Para o irmão Aloïs, as igrejas cristãs devem reconciliar-se entre si. Uma experiência concretizada no dia-a-dia pelo prior e por esta comunidade que reúne monges católicos e protestantes. Entrevista por António Marujo

O irmão Aloïs, 53 anos, é o prior de Taizé desde que o fundador, o irmão Roger, morreu em Agosto de 2005. Com ele, a comunidade parece ter ganho um novo dinamismo. Defende que a estratégia para a reconciliação deve passar por promover a oração conjunta de católicos, protestantes e ortodoxos.

Nesta entrevista ao P2, o irmão Aloïs faz o balanço do encontro de Genebra que terminou a 1 de Janeiro e congregou mais de 40 mil jovens de toda a Europa em mais uma etapa do que Taizé chama "peregrinação de confiança sobre a terra".
Na sexta, começa a Semana de Oração pela Unidade dos Cristãos, tema que mereceu um Apelo à Reconciliação dos Cristãos, escrito pelo irmão Aloïs e divulgado em Genebra.
Sente-se uma espécie de urgência no seu Apelo à Reconciliação dos Cristãos. Porquê?
Porque o evangelho já não será credível hoje, se continuarmos separados. Há cada vez mais jovens longe da Igreja porque não compreendem o que é a fé cristã. Para comunicar esta fé, há uma urgência de procurar uma visibilidade da unidade.
Em todos os encontros ecuménicos, ouço esta frase: "É mais o que nos une do que o que nos separa." Mas isso não é visível para as pessoas. O que é visível é a separação. Procuremos então uma visibilidade daquilo que já nos une.

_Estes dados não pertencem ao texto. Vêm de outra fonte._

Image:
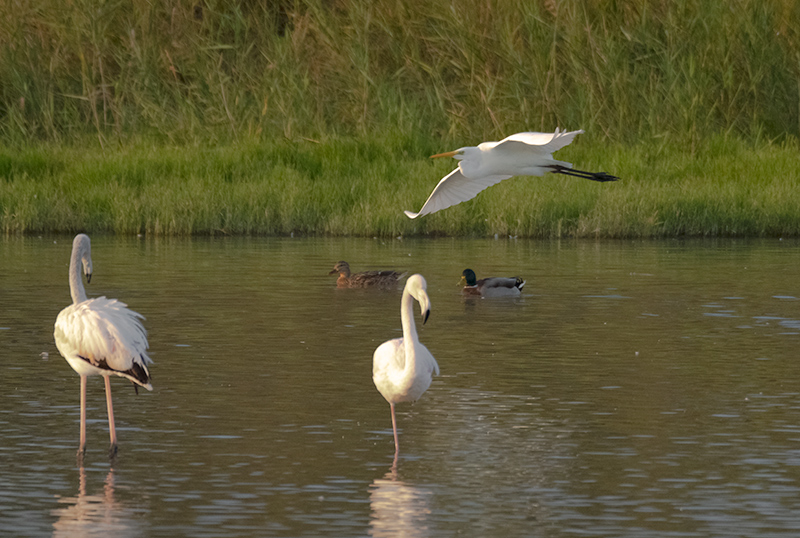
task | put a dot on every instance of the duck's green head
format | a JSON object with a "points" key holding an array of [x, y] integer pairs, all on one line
{"points": [[468, 278]]}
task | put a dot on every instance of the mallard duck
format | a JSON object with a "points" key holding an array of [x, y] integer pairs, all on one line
{"points": [[490, 287], [365, 279]]}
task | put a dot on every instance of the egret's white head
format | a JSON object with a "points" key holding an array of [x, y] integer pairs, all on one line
{"points": [[83, 246], [418, 288], [469, 159]]}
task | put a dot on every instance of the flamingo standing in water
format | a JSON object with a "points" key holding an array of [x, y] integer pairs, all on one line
{"points": [[100, 337], [402, 368]]}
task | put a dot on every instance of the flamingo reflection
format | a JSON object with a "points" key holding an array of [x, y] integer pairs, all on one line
{"points": [[94, 515], [398, 508]]}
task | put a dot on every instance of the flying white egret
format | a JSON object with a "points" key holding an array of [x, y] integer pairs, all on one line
{"points": [[489, 163], [402, 368], [490, 287], [100, 337]]}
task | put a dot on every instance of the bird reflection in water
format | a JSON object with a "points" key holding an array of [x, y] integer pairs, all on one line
{"points": [[94, 515], [398, 508]]}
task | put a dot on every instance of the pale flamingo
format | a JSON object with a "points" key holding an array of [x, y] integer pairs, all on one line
{"points": [[100, 337]]}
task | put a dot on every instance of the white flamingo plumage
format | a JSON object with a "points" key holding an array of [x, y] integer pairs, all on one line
{"points": [[100, 337], [402, 368]]}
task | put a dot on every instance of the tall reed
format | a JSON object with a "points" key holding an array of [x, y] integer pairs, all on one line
{"points": [[359, 186], [204, 71]]}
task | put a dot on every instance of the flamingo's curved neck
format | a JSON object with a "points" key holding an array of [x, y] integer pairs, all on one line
{"points": [[410, 337], [76, 289]]}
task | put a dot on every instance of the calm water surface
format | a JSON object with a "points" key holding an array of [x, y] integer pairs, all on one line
{"points": [[635, 389]]}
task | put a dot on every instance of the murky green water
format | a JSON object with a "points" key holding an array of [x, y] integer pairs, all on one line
{"points": [[635, 389]]}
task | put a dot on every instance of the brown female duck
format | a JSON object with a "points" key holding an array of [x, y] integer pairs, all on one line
{"points": [[365, 279]]}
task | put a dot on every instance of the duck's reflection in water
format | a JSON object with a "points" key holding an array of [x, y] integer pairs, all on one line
{"points": [[95, 515], [398, 508]]}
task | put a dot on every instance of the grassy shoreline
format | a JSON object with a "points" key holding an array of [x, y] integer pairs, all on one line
{"points": [[359, 187]]}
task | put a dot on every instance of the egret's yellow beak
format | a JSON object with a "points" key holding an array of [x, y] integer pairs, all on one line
{"points": [[448, 154]]}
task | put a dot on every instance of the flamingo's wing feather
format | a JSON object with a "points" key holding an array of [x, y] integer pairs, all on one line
{"points": [[102, 329]]}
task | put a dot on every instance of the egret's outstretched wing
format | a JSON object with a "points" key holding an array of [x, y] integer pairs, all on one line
{"points": [[541, 143], [453, 189]]}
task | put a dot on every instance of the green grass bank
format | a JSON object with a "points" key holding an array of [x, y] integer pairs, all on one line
{"points": [[189, 71], [360, 187], [317, 116]]}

Os responsáveis das igrejas não têm consciência dessa urgência?
Sim, ao nível dos responsáveis e também dos teólogos. Há muito bons documentos, dos quais não colocamos tudo em prática - longe disso. A dificuldade é que na nossa vida eclesial não mudamos as coisas. Poderemos rezar muito mais juntos, nada o impede, mas não o fazemos. Porquê? É desta interrogação que nasceu este apelo às igrejas: procuremos agora um ecumenismo da oração e isso fará avançar muitas coisas.
Disse que o irmão Roger não tinha uma estratégia de reconciliação, mas propõe aos jovens que organizem vigílias, que permitirão mesmo avanços teológicos. Isso é uma estratégia...
Podemos dizer...
A reconciliação precisa também de estratégia?
Precisa de passos concretos. Quando eu disse que o irmão Roger não tinha uma estratégia, queria dizer que ele não queria ficar numa teoria, mas que queria começar [algo novo]: ir ter com outros, visitar, estar juntos e, entre cristãos, rezar juntos. É mais fácil que uma estratégia. Isto é possível, podemos começar já hoje.

É uma intuição do início?
Sim, era uma intuição do irmão Roger. Fundar uma comunidade, viver juntos, era possível, mesmo se difícil. Os primeiros irmãos católicos vieram só depois do Concílio Vaticano II, em 1968, o primeiro irmão católico fez o seu compromisso para toda a vida na comunidade em 1972. Mas era já possível encontrarmo-nos.
E o primeiro ortodoxo? Sonha com o dia em que haja um irmão da comunidade de origem ortodoxa?
Claro, sonhamos que haja uma unidade com a Igreja Ortodoxa. Como é que isso se traduzirá na nossa vida em Taizé, veremos. Não queremos forçar nada. Há muitos jovens ortodoxos que vêm a Taizé e também ao encontro. Havia muitos padres ortodoxos da Roménia que vieram ao encontro de Genebra. É já muito!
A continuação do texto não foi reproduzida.